Le préfet a également annoncé un partenariat avec la Région pour le lancement d’une nouvelle campagne de sensibilisation via les Médias. « L’action collective ne sera efficace que si elle s’accompagne d’une démoustication individuelle, chimique ou mécanique. Le geste de vider une coupelle de pot de fleurs reste important ». 

La prolifération des déchetteries sauvages inquiète également les autorités de l’Etat. « Je constate une démobilisation, note Laurent Cayrel, et je vais sensibiliser les responsables de l’intercommunalité. L’élimination des déchets est une obligation des communes. Elles doivent donc tout mettre en oeuvre, même s’il leur faut réajuster les budgets postérieurement. Les taxes sur les ordures ménagères augmenteront ». 

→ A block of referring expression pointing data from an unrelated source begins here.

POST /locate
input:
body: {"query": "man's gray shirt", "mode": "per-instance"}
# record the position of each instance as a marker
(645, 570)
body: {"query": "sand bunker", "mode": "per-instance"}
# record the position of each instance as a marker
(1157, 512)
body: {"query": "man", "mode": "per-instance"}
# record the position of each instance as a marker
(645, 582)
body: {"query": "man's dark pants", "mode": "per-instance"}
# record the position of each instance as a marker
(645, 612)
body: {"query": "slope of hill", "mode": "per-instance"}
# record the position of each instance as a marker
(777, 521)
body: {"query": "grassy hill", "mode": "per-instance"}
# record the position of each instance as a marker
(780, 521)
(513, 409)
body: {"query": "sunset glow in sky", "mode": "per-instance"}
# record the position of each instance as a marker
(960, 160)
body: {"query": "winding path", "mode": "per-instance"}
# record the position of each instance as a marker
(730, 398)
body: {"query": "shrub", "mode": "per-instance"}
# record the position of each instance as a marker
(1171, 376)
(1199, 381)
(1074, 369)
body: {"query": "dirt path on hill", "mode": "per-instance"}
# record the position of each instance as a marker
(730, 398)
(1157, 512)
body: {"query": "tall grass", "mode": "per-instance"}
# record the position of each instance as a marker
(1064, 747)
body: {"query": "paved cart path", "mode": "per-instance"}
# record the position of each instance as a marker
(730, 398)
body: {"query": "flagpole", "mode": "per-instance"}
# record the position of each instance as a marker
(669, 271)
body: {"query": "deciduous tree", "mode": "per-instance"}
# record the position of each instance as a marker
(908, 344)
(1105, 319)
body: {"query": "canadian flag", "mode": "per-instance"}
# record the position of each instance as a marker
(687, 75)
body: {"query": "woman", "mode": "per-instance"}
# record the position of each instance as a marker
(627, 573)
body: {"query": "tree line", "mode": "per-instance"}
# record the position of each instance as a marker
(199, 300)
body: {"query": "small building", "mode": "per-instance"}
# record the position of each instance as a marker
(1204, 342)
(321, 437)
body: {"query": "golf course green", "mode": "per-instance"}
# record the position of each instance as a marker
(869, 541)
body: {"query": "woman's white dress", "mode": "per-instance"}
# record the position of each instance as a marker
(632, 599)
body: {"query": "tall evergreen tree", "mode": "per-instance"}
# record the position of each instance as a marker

Il est évident que dans la mesure où rien ne laisse augurer une régression de l’épidémie de chikungunya, le préfet et les autorités sanitaires vont décupler la sensibilisation de la population pour éviter une catastrophe sanitaire désormais prévisible, de plus grande ampleur que celle subie en janvier et février dernier.

 

                                                                  Jean-Noël FORTIER 
 

Gros plan

Rapprochement avec les Américains

 La lutte contre le chikungunya, aussi bien préventive que curative, c’est aussi l’affaire des médecins et des chercheurs. Le préfet Cayrel a annoncé hier que les autorités sanitaires françaises se rapprochaient de leur homologues américaines pour disposer de leurs études sur un vaccin. On sait que les laboratoires militaires US avaient longuement étudié le chikungunya qui affecta les troupes américaines engagées dans la guerre du Vietnam. Les études s’étaient poursuivies après le conflit, puis avaient été abandonnées avec la première guerre du Golfe. Les chercheurs américains avaient alors braqué leurs microscopes sur une autre infection qui sévissait alors dans les sables irakiens.